Elvis Costello, Riot Act . . . Speaking of angry young men like Graham Parker who I eventually gave up on. . . Well, as with every artist, we have what they’ve left behind in recorded form. Terrific cut from Get Happy!
Bruce Cockburn, What About The Bond . . . I’ve probably played this too recently, but so what? I love the Humans album, arguably Cockburn’s best, and I’ve always liked this track. So, here it is.
Warren Zevon, Genius . . . This is a superb song. Lyrically, of course, because Zevon was such a great writer. So much so that sometimes, his lyrics arguably overshadow his music and you need good music to pull people into listening to your lyrics. Mission accomplished here. The late great must have liked the song a lot himself, bccause one of his compilations, released in 2002 a year before his death, was titled Genius: The Best of Warren Zevon. It originally appeared on the studio album, My Ride’s Here, released earlier the same year.
The Who, However Much I Booze . . . I was discussing drinking with a friend the other night. This is the result, at least in terms of my set for this show.

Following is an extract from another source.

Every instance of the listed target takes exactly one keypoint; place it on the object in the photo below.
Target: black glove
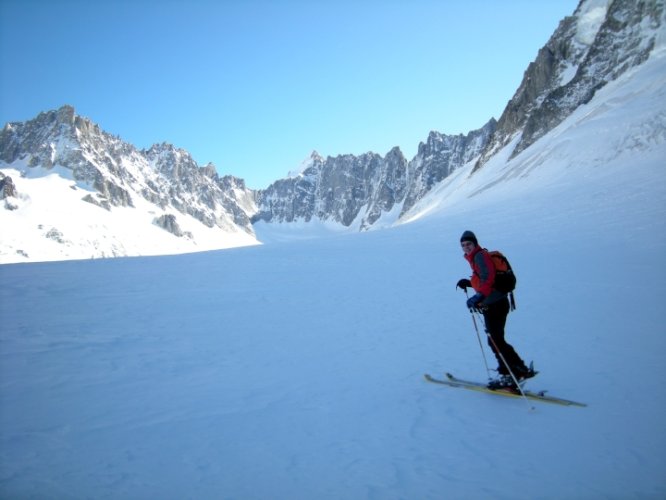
(464, 284)
(473, 303)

Joni Mitchell, This Flight Tonight . . . A big hit for Nazareth, of course, so much so that Mitchell took to jokingly introducing it as “a Nazareth song’ when she played it live. It’s one of three examples that come immediately to my mind of a hard rock band taking a folk tune or ballad, rocking it up, getting a hit out of it and, arguably, redefining it. The others are Jimi Hendrix with Bob Dylan’s All Along The Watchtower and Joan Baez’s tearjerker Diamonds and Rust reinvented by Judas Priest. All of which tells you a further cool thing; it doesn’t matter what genre you actually work in, most people listen to everything with an open mind and in the case of musicians, obviously think, “We can do something with that.” And they do, with often wonderful results although I like Dylan’s original a lot and Baez’s Diamonds and Rust, her paean to former flame Dylan, often brings tears to my eyes.
The Guess Who, Bye Bye Babe . . . As we say bye bye for another week, on Mondays at least. Starting this Saturday morning, Sept. 24, I’m beginning a new show, So Old It’s New 2, from 7-9 am. The station has some available slots open, so I’m filling one and going to wake up the neighbors with more of the same of what I currently do but I’m also going to use the extra slot for stuff that I can’t cram into my Monday show, or I may do some themed shows like heavy rock/metal, or reggae, or punk/new wave, or full album plays. It’s a blank canvas I plan to fill by following my muse.